In situ monitoring remains the best path to acquire accurate high-frequency and long-term environmental data. However, current in situ environmental monitoring systems often overlook the crucially important inclusion of a comprehensive data management system as part of the installation package. Presently, streamlining commercially-available environmental monitoring systems and adopting a data-from-sensor to storage-and-proper-annotation approach involves continuous and often arduous manual data exports and organization; a process that is inherently subject to frequent break-downs and human errors. These issues constitute the incentives that prompted the development of a solution able to combine collection, transmission, management and delivery into a full stack system designed to support automatic field data streaming into data management system.

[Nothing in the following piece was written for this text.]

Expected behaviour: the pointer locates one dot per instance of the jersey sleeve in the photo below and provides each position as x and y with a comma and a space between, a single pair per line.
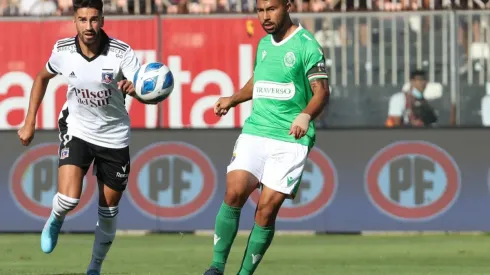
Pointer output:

This paper introduces TranscodX, a system that facilitates automated stewardship-oriented sensor-to-end user environmental data collection. It features a seamless integration of both front-end (field equipment) and back-end (data management) of a sensor network while supporting all aspects of data management. An auto-programmable datalogger-like hardware component is at the core of the system. This device not only performs the tasks of a typical datalogger, it also captures the appropriate system metadata, transcodes, and streams it to the embedded Data Management, Retrieval and Analysis component. Because of its extended capabilities, we labeled it a Transcoder rather than a datalogger. TranscodX™ also supports the integration and processing of community defined semantics and syntax using the Controlled Vocabularies needed to enable information systems interoperability.
We used Python programming language to develop the necessary software components. The captured data and metadata are automatically stored in an extended instance of the Consortium of Universities for the Advancement of Hydrologic Science, Inc. (CUAHSI)’s Observations Data Model (ODM). An easy-to-navigate web interface is linked to it and makes the data publicly available in users’ preferred units via Web Services (using JSON and WaterML2 formatting) and Data Analytics at a central server. The system has been initially tested in outdoor environments with Soil Moisture and Air Temperature sensors and performed well, matching our expectations. The system is easy to deploy and technically shields users from the domain expertise and learning curve needed to perform complex tasks concerning sensor networks programming and deployment. Thus, it will enable, not only geoscientists, but also citizen scientists to pursue stewardship-oriented environmental data collection.
We are currently planning to engage a group of beta tester that will deploy and test the device under real-world conditions before we move to the production phase.